You’ll find another post on participatory budgeting in Engaging Cities, this one exploring its spread in the United States. And Engaging Cities also makes the case about the importance of online tools like Twitter for public involvement.

Cooltown blogs about an experiment in crowdsourced planning, which resulted in the inclusion of a piazza in the new Bristol, Connecticut downtown plan.

Gov 2.0 Watch considers how internet personalization impacts civic engagement, drawing on a recent TED talk by Eli Pariser.

A Ken Eklund guest post on Museum 2.0 describes a terrific game-based experiment with mobile phones, designed to help visitors connect with a park in San Diego.

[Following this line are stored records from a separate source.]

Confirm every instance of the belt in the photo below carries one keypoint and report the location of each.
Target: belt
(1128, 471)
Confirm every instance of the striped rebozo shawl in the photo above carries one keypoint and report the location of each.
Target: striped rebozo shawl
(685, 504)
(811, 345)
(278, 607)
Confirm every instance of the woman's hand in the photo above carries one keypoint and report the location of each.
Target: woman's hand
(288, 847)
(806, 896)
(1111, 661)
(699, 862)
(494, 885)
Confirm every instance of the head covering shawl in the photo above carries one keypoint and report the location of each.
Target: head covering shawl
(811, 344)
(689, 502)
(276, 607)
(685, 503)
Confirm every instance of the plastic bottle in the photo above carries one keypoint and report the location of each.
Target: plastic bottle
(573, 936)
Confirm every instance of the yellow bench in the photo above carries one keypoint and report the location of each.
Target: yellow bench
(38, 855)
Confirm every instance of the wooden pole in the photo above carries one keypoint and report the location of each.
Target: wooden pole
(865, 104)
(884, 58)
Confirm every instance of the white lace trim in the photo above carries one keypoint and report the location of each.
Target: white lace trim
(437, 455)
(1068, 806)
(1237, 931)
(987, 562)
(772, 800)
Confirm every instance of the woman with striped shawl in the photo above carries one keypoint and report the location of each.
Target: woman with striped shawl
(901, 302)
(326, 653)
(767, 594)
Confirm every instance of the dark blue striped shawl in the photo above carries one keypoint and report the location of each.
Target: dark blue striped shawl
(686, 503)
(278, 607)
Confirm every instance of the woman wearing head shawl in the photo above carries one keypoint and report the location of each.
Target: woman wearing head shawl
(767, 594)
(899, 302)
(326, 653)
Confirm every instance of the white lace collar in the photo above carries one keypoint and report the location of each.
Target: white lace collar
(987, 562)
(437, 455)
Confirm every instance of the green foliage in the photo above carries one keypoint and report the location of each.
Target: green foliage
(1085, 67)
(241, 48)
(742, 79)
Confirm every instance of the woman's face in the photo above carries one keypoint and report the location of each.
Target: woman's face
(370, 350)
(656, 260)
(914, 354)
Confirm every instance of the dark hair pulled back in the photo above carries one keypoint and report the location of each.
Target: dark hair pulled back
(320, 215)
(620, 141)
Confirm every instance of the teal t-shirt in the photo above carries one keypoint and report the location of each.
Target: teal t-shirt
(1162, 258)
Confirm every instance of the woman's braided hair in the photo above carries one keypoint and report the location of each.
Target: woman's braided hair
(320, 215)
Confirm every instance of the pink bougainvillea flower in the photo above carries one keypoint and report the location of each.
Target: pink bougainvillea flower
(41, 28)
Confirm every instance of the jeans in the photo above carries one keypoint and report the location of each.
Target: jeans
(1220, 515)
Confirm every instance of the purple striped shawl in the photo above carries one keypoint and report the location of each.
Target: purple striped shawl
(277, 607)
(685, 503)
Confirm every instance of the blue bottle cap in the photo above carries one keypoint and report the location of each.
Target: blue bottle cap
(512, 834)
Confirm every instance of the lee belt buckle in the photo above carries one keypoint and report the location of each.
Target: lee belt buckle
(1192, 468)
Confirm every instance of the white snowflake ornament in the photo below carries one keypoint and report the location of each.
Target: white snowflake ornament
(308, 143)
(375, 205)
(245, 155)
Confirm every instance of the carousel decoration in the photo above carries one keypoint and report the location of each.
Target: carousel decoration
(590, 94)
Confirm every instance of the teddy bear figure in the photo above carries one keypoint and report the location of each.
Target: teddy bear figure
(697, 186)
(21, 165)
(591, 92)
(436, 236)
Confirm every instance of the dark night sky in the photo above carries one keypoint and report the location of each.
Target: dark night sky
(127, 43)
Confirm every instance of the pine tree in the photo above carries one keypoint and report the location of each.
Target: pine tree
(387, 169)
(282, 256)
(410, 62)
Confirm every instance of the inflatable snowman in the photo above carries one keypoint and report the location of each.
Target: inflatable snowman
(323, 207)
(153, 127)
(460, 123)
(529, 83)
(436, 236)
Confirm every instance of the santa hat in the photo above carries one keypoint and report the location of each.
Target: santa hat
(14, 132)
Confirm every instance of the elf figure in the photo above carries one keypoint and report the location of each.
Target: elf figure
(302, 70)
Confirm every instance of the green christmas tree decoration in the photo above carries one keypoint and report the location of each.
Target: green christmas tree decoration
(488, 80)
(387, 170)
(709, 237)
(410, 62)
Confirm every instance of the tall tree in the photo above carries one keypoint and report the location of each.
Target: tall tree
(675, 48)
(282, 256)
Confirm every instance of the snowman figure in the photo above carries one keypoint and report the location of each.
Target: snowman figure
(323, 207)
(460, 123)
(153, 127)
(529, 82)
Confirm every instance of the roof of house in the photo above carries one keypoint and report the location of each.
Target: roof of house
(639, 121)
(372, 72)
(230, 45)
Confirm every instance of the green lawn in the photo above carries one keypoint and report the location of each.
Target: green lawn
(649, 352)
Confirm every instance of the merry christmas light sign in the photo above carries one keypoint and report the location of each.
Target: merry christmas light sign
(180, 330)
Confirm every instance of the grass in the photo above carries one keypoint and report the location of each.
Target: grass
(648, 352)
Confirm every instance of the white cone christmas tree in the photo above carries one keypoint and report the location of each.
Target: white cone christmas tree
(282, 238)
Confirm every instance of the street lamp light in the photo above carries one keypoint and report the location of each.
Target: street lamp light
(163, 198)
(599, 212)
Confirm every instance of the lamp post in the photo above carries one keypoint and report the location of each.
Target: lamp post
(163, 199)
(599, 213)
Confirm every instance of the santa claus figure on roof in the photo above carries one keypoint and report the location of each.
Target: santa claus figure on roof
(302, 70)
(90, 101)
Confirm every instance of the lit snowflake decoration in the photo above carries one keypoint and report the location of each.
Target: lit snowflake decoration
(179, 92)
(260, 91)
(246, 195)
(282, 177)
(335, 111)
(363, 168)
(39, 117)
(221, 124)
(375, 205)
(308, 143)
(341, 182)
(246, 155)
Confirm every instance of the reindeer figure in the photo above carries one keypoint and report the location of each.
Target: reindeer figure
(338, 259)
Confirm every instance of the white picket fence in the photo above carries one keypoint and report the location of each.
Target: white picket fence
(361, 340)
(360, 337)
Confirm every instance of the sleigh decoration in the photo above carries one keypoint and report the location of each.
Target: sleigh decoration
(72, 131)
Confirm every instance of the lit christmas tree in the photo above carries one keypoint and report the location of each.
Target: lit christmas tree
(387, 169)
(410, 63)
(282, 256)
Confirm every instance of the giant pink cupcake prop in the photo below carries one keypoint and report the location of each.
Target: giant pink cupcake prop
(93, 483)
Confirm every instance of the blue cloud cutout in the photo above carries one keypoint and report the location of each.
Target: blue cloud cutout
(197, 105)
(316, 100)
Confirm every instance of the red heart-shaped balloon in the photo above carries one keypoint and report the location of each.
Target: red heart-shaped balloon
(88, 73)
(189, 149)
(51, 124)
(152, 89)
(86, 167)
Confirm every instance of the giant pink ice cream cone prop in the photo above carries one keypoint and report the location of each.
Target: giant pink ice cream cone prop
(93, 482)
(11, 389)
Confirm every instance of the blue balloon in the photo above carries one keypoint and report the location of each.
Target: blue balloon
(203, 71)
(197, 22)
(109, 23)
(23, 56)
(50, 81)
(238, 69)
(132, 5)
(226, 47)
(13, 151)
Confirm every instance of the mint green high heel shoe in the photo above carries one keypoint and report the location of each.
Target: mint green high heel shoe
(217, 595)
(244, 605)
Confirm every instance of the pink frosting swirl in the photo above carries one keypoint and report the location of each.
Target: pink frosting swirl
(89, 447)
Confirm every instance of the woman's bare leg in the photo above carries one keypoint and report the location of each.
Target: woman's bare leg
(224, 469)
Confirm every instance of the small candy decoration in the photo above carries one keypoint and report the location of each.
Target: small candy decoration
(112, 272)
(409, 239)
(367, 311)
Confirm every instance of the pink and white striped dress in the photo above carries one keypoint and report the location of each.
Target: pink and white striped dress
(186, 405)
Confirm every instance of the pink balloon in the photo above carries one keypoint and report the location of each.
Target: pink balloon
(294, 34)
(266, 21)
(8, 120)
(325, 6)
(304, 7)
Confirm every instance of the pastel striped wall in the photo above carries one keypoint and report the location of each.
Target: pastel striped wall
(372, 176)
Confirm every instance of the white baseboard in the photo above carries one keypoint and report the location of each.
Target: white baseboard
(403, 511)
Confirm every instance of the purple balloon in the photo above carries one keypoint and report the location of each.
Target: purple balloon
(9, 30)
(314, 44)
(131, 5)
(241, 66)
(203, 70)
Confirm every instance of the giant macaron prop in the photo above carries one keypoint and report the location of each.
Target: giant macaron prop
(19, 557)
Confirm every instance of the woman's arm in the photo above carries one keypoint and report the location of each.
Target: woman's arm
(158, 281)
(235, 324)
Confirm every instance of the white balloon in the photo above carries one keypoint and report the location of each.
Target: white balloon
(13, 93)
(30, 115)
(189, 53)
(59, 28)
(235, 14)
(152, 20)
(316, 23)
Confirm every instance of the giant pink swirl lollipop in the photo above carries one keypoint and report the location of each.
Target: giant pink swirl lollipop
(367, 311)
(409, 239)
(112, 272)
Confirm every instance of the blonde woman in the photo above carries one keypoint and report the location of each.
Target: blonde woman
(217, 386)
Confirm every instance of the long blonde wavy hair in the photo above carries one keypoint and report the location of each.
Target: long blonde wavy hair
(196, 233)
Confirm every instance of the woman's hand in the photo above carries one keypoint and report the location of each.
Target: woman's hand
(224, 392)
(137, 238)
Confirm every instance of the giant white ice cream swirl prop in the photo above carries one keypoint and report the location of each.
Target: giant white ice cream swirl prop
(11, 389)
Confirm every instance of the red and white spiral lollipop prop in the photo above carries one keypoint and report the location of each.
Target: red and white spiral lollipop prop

The approach could be used in plenty of contexts.

Online forums can be a central element in a community engagement strategy, and Intellitics posts about the key to making online work: deep listening.

Deliberations describes “Citizens Assemblies,” a deliberative process approach that relies on a cross-section of the entire impacted population.

The Australian e-journal On Line Opinion describes the elements of an effective deliberative democracy, including the ability of participants to actually influence the decision-making process, and how representative the group is of the larger community (h/t to Deliberations for the link).

The Orton Family Foundation Blog explores the use of storytelling and art in understanding community values.

Rebuilding Place in the Urban Space comments on the value of the initiative process for securing community buy-in for large infrastructure projects.

On the PlaceMatters blog, Jason asks if games can save the world, and Jocelyn wonders aloud about applying the lessons of TED and TED’s exceptional speakers to the challenges of community decision-making. Jason also reports on a new spatial decision support portal from the University of Redlands.

What did we miss?

PlaceMatters Blog Roundup: May 5, 2011

Photo of "Before I die" street art by Candy Chang in New Orleans, from the Engaging Cities website, originally posted on flickr by user cesarharada.com.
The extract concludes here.